Across the air-whipped soufflé snow hills, Little Bear strolled along the forest. When he reached the edge of the forest, he saw a pattern of tiny footsteps. Those belong to hares, little brats, leaving their footprints in the early morning. The playful leverets were having fun and enjoying the scent of spring, but quietly, whispering. They noticed Little Bear, ran towards him and encircled him.

‘Why are you winding around here so much?’ Little Bear asked them.

‘We are fouling the trail… We don’t want the lynx and her kittens to track us down! Their claws are long and sharp; their paws are quick and hefty… There are smaller footprints, and over there you can see the bigger ones…’ the leverets whispered. ‘It’s not that we are scared! Not at all! It’s just that lynxes, spotty woolly beasts, love running and playing around. But our fur is so white, soft and fluffy. It is not good to smudge it! Why are you, Little Bear, wandering around alone? Isn’t it still your time to sniff and snuffle, have your dreams and not to ruffle?’

‘Yes, hoppers, but Owlet needs my help, so I’m walking around, trying to figure out… I need to find the names of months of the year! Do you know anything?’

‘Our ears are big and long, we’ve heard a lot! We know what magpies are chattering about! We know what foxes the little rogue ones are gossiping about! That is how weather tokens are made up!’
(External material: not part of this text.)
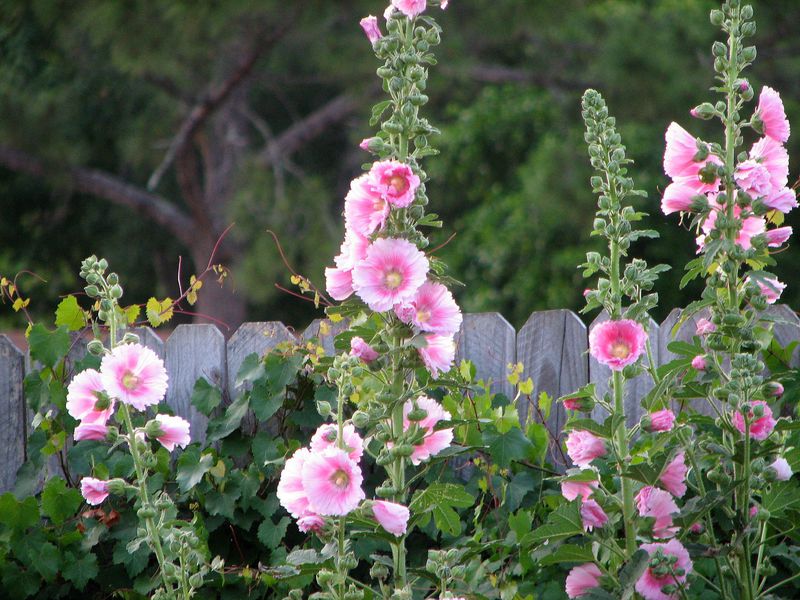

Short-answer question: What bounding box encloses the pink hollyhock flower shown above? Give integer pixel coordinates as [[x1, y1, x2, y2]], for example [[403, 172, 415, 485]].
[[636, 540, 692, 600], [566, 429, 608, 469], [350, 336, 378, 362], [692, 354, 708, 371], [581, 500, 608, 531], [561, 480, 600, 502], [395, 281, 462, 335], [372, 500, 411, 536], [100, 344, 168, 410], [695, 319, 717, 336], [297, 512, 325, 533], [658, 452, 688, 498], [302, 448, 365, 516], [67, 369, 114, 425], [750, 137, 789, 190], [309, 423, 364, 462], [762, 187, 797, 213], [733, 400, 778, 441], [756, 86, 790, 144], [72, 423, 108, 442], [636, 485, 679, 538], [369, 159, 424, 208], [392, 0, 427, 19], [358, 15, 383, 44], [277, 448, 311, 519], [565, 563, 603, 598], [758, 278, 786, 304], [589, 319, 647, 371], [419, 334, 456, 377], [353, 238, 429, 312], [155, 415, 192, 452], [403, 396, 453, 465], [770, 456, 792, 481], [648, 408, 675, 432], [81, 477, 109, 506], [344, 175, 389, 237], [766, 227, 792, 248]]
‘Don’t drag it out, leverets! Please tell me!’

‘Ugh, ugh! Can you feel the frost!’ leverets pattered with their paws.

‘Can you feel it biting? You should know that the summer’s going to be exciting! It will be very nice and warm. Can you see the frost-dew on the branches? That’s good for you! This year will give you an abundance of honey! Winter and spring are crossing their path this month, and it’s named February.’

‘The hares are telling you the truth,’ confirmed the lynxes. The whole family went out to listen to what the hares were whispering about. ‘Can you see the field voles running on that lawn? It means the thaw is around the corner.’

The leverets got cold feet in the presence of the uninvited guests. They hid behind Little Bear and didn’t move.

‘Don’t be scared! Don’t be shy! We’ve just come over like good neighbours because we heard your conversation. How could we stay away? We know the Owlet’s family. We respect them and can help them.’

‘Thank you, leverets. Thank you, wild cats. I am very grateful! I will take a note of it.’ Little Bear unrolled his scroll and wrote down February next to number two.

It was getting dark. It was time for the clumsy little bear to go home to his den.